Of Turtlenecks and Roses

One of the things that impresses me most about Virginia Woolf is the way she allows characters to communicate without using words (sort of a strange enterprise for a writer). For me, the big moment when this nonverbal communication or communion occurs in Mrs. Dalloway is in when Clarissa quotes the same lines from Cymbeline as Septimus had some time before:

Fear no more the heat o' the sun,
Nor the furious winter's rages

The familiarity with this quote from one of Shakespeare's most obscure works marks Spetimus and Clarissa as people of quality; they are not parroting "To be or not to be", or misusing the word "wherefore" as we could imagine the other guests might. Their shared moment is a more quiet, subtle one that can only shine and exist away from the people around them; for Clarissa, the line first surfaces in silence, in the absence of Lady Bruton's invitation, and for the last time when she is alone, away from her party.

Likewise, in The Mystery Guest, the narrator and his former girlfriend are linked by reading Mrs. Dalloway.
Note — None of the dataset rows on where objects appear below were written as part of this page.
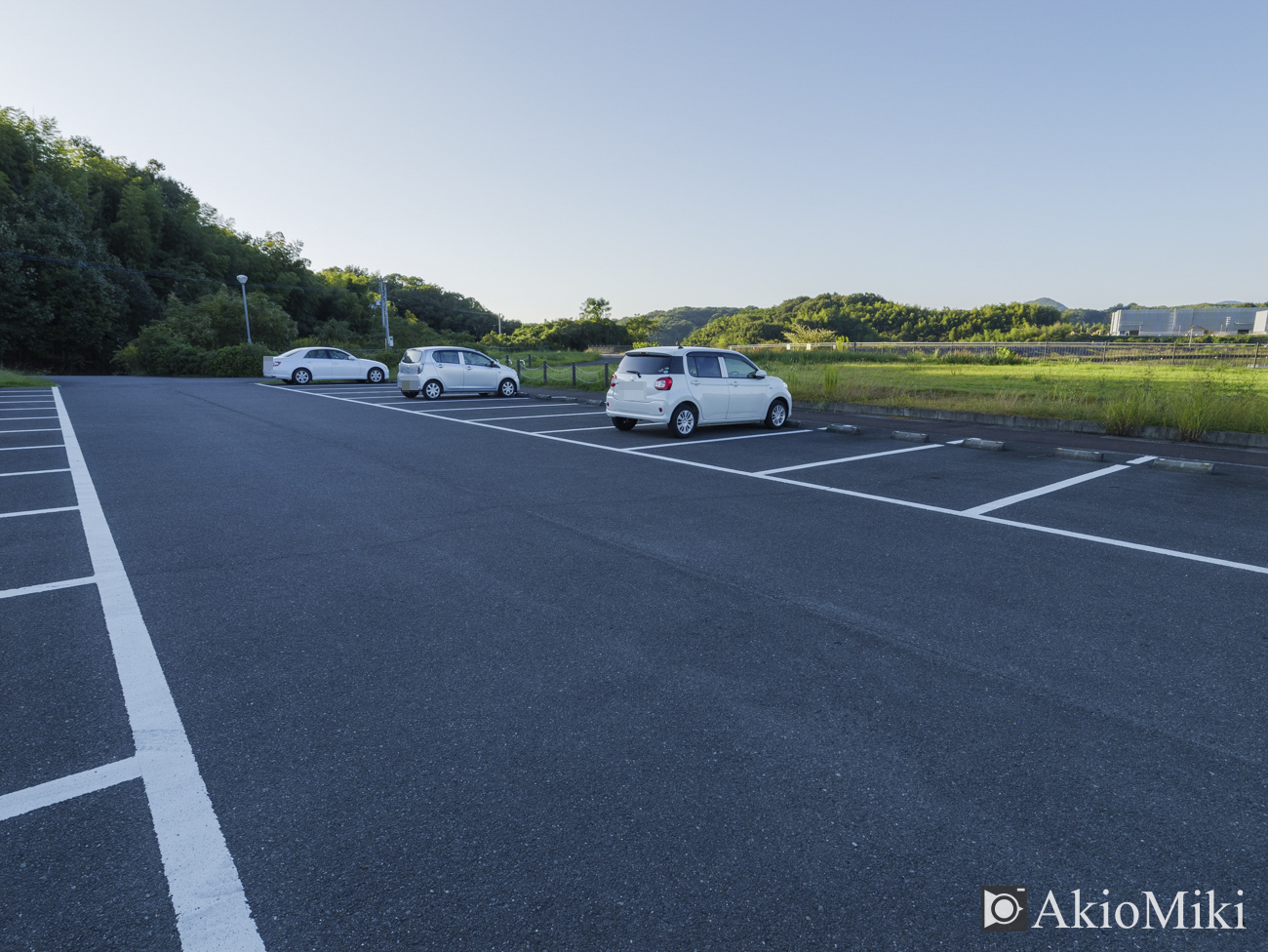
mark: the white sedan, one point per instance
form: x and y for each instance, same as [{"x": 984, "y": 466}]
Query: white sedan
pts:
[{"x": 307, "y": 364}]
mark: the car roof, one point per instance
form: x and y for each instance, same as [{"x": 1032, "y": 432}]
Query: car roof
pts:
[{"x": 672, "y": 351}]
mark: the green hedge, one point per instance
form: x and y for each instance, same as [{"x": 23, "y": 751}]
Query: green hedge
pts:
[{"x": 159, "y": 352}]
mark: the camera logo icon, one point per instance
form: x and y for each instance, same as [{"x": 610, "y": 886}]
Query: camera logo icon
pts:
[{"x": 1003, "y": 909}]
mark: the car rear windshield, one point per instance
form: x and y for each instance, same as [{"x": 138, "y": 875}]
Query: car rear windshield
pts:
[{"x": 652, "y": 364}]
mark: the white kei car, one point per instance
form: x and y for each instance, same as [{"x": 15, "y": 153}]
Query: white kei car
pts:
[
  {"x": 689, "y": 387},
  {"x": 435, "y": 371},
  {"x": 307, "y": 364}
]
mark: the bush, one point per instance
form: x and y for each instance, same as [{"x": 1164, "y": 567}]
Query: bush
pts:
[
  {"x": 239, "y": 360},
  {"x": 161, "y": 354}
]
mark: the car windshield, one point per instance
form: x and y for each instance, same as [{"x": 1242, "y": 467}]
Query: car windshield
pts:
[{"x": 651, "y": 364}]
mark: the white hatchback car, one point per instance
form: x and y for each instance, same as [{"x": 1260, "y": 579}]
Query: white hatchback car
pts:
[
  {"x": 689, "y": 387},
  {"x": 435, "y": 371},
  {"x": 307, "y": 364}
]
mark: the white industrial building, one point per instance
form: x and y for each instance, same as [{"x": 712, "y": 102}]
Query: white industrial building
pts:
[{"x": 1178, "y": 322}]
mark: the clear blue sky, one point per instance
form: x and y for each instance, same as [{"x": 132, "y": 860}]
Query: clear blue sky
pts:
[{"x": 533, "y": 155}]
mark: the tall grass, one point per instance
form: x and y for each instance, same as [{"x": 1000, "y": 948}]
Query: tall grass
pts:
[
  {"x": 13, "y": 377},
  {"x": 1123, "y": 398}
]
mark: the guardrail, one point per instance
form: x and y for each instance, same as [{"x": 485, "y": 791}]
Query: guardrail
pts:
[
  {"x": 1097, "y": 351},
  {"x": 591, "y": 373}
]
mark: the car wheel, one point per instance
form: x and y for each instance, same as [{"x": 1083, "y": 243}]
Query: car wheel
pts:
[
  {"x": 776, "y": 416},
  {"x": 684, "y": 421}
]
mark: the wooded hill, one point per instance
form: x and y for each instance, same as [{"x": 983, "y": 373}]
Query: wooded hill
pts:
[{"x": 97, "y": 249}]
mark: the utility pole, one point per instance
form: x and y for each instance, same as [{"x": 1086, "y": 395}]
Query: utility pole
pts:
[
  {"x": 245, "y": 312},
  {"x": 383, "y": 308}
]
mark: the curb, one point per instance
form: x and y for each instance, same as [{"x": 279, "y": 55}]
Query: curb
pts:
[
  {"x": 1216, "y": 438},
  {"x": 1090, "y": 456},
  {"x": 1182, "y": 465}
]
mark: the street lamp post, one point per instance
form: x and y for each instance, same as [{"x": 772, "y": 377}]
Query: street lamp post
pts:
[{"x": 245, "y": 312}]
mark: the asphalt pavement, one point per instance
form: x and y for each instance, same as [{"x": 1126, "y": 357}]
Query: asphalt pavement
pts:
[{"x": 483, "y": 673}]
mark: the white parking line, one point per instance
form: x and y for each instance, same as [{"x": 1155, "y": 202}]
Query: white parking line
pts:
[
  {"x": 536, "y": 416},
  {"x": 677, "y": 444},
  {"x": 47, "y": 587},
  {"x": 852, "y": 494},
  {"x": 434, "y": 407},
  {"x": 37, "y": 512},
  {"x": 36, "y": 472},
  {"x": 850, "y": 459},
  {"x": 55, "y": 791},
  {"x": 574, "y": 430},
  {"x": 1041, "y": 491},
  {"x": 212, "y": 913}
]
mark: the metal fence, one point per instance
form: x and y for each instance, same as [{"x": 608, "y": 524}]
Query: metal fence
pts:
[
  {"x": 1089, "y": 351},
  {"x": 571, "y": 375}
]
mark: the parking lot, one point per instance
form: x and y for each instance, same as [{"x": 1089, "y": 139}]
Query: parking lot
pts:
[{"x": 324, "y": 667}]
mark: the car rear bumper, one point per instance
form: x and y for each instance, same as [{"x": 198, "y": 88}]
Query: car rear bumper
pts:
[{"x": 638, "y": 410}]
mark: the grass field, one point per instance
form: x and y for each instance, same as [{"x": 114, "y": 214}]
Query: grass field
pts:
[
  {"x": 1124, "y": 397},
  {"x": 12, "y": 377},
  {"x": 1121, "y": 396}
]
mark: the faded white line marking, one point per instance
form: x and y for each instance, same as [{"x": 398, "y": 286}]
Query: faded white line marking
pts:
[
  {"x": 850, "y": 459},
  {"x": 575, "y": 430},
  {"x": 1041, "y": 491},
  {"x": 37, "y": 512},
  {"x": 680, "y": 444},
  {"x": 1102, "y": 540},
  {"x": 56, "y": 791},
  {"x": 212, "y": 913},
  {"x": 535, "y": 416},
  {"x": 47, "y": 587}
]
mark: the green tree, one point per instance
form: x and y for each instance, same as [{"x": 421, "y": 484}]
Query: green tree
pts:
[
  {"x": 595, "y": 309},
  {"x": 217, "y": 321}
]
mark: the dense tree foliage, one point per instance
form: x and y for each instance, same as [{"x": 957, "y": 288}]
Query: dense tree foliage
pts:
[
  {"x": 869, "y": 317},
  {"x": 671, "y": 327},
  {"x": 62, "y": 198}
]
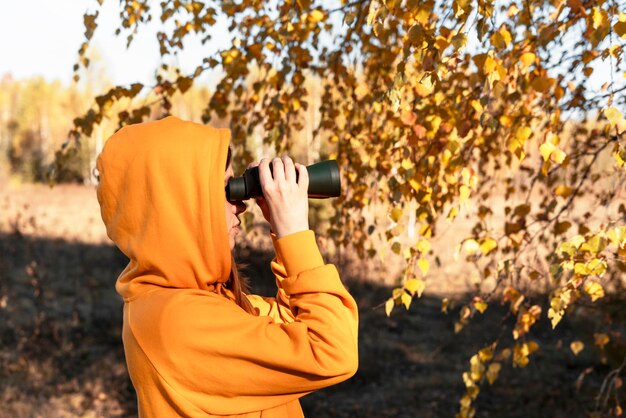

This isn't in the excerpt we read in class, but the party they're at is filled with turtleneck-wearing, Dostoyevski-in-the-back-pocket-of-my-skinny-jeans-grade pretentious snots; amid all the windbaggery, the small line from Dalloway, "Roses were the only flower she could bear to see cut", describes a clear path between the two souls.
In neither case is the literary reference reduced to trivia; neither the narrator and his former lover nor Septimus and Clarissa are trying to gain street cred by showing off their knowledge, unlike the others at their parties, like Brierly who has made a career out of bloviating on Milton or the other guys at the fete, one of whom actually and inexcusably mentions Sven Nykvist.

In both cases, the shibboleth is silent or quiet; Clarissa and Septimus never meet, and the narrator in The Mystery Guest barely hears his girlfriend among the white noise of the party. In both of these works, so much of the speech is unnecessary, wrong, or misinterpreted. Holmes speaks a lot, but he doesn't understand much of anything. Jim Hutton can imitate Brierly, unsaddled by understanding, and the narrator's fellow revelers can and do titter away into the night without saying anything original. For the 'heroes' of our two works, literature, operating in silence, becomes the language of the link.